Les portes d'entrée de l'urgence à l'hôpital de Chicoutimi.

L'entrée de l'urgence à l'hôpital de Chicoutimi

Photo : Radio-Canada / Vicky Boutin

En ce moment, les urgences sont presque désertes. Plusieurs citoyens hésitent ou refusent de s’y rendre de peur de contracter la COVID-19. Cependant, trop attendre pourrait avoir des conséquences dramatiques dans certaines situations.

Ça s’est quand même passé très vite. J’essayais de comprendre ce que j’avais, se souvient Sarah-Ann Duchesne. 

En juillet 2015, la Chicoutimienne d'origine a été foudroyée par un AVC, alors qu’elle était en camping avec son conjoint. 

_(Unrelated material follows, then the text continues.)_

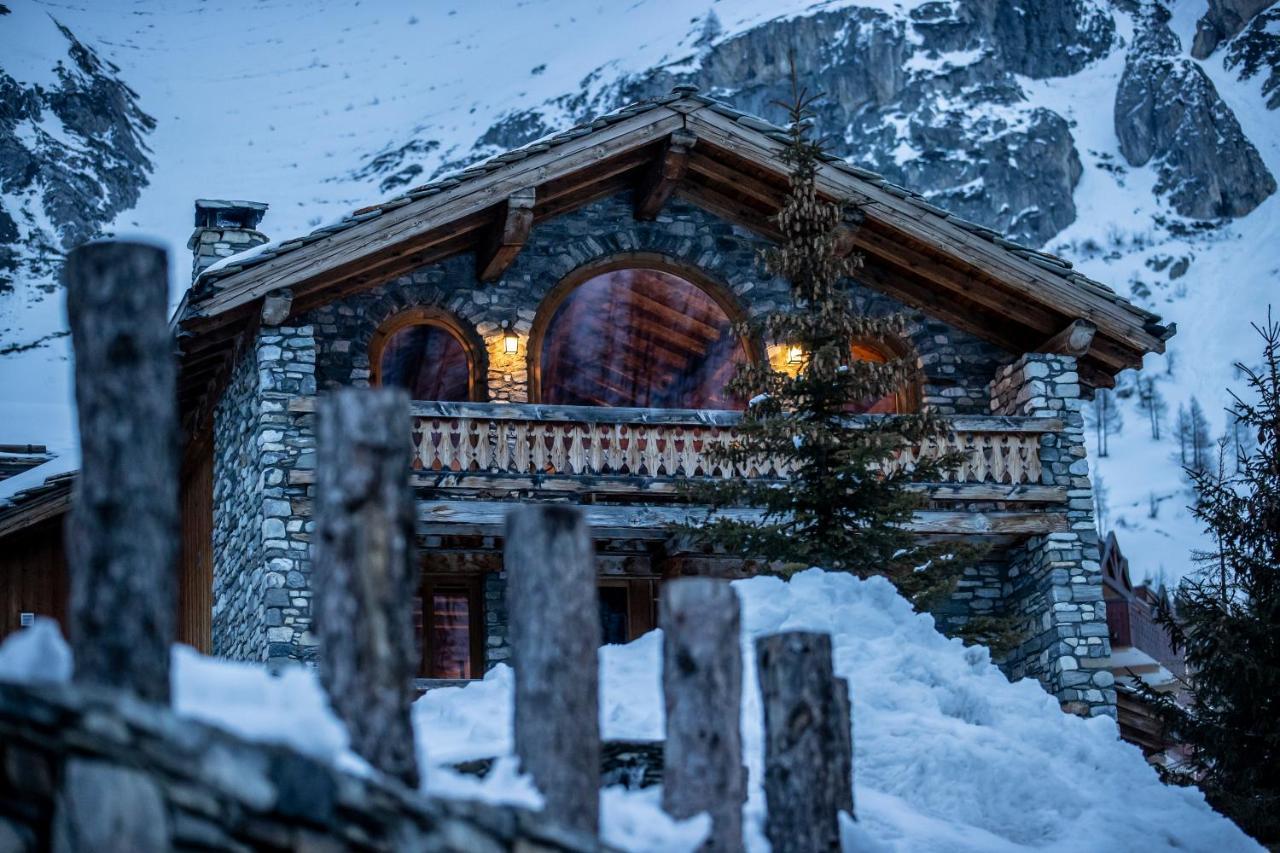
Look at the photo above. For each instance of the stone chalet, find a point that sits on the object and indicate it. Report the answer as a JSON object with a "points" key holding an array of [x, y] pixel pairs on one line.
{"points": [[563, 318]]}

II commençait à me parler: "Comment ça va? As-tu bien dormi?". Mais, moi je répondais pas. Lui, il disait : "Voyons qu’est-ce que t’as, t’es fâchée? Qu’est-ce que j’ai fait?" Moi, j’essayais de comprendre pourquoi il était fâché et pourquoi je répondais pas et là, il s’est levé. Je me suis tournée sur le dos et je ne bougeais plus. Mon côté droit était paralysé, se rappelle la trentenaire.

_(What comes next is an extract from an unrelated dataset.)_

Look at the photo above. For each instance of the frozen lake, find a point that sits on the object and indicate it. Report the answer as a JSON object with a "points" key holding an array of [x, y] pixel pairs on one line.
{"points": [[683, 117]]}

Son conjoint a eu le réflexe d’appeler le 9-1-1 rapidement. Pendant les mois qui ont suivi, elle a dû réapprendre à parler, marcher, manger et écrire. Et tout ça, sans séquelles aujourd’hui, souligne-t-elle. Je pense que ça montre à quel point c’est important d’agir le plus rapidement possible.

En raison de la crise du coronavirus, des personnes ayant des symptômes aussi graves que ceux de Sarah-Ann craignent d’aller à l’hôpital de peur de contracter le coronavirus. 

Or, leur rétablissement dépend directement de la rapidité à laquelle ils s’y rendent.

Selon nos informations, deux patients atteints d’un AVC au Saguenay subissent les conséquences de leur peur.

On dit que lorsqu’un vaisseau est bouché, il y a deux millions de neurones qui meurent à toutes les minutes. Ça fait que si vous attendez une heure, vous multipliez ça par soixante. Le déficit est donc complet à peu près six heures plus tard, explique le neurologue en charge du programme de suivis des AVC dans la région, Michel Beaudry. 

Il faut se précipiter dans les premières heures. Plus on arrive tôt, plus on peut sauver des neurones

Une citation de :Michel Beaudry, neurologue en charge du programme de suivis des AVC au Saguenay-Lac-Saint-Jean

La santé publique rassurante

La santé publique régionale a d’ailleurs tenu à rappeler aux citoyens qu’ils doivent continuer à se faire soigner s’ils en ont besoin et qu’il n’y a pas que le coronavirus qui est traité en ce moment dans les hôpitaux. 

Il y a des situations où il faut se rendre à l’urgence. On pourrait les énumérer, elles sont multiples : les malaises, les douleurs thoraciques, affirme le directeur régional de la santé publique, Donald Aubin. 

Tout a été zoné et revu en terme de circulation des gens pour s’assurer qu’il n’y ait pas de risques de transmission, ajoute-t-il.

Si vous hésitez à vous rendre à l’hôpital, la ligne Info-Santé 8-1-1 peut vous donner des indications. En cas d’urgence, les autorités du 9-1-1 ont mis en place des protocoles pour vous protéger. Rappelez-vous aussi que votre pharmacien peut vous aider à y voir clair dans plusieurs situations.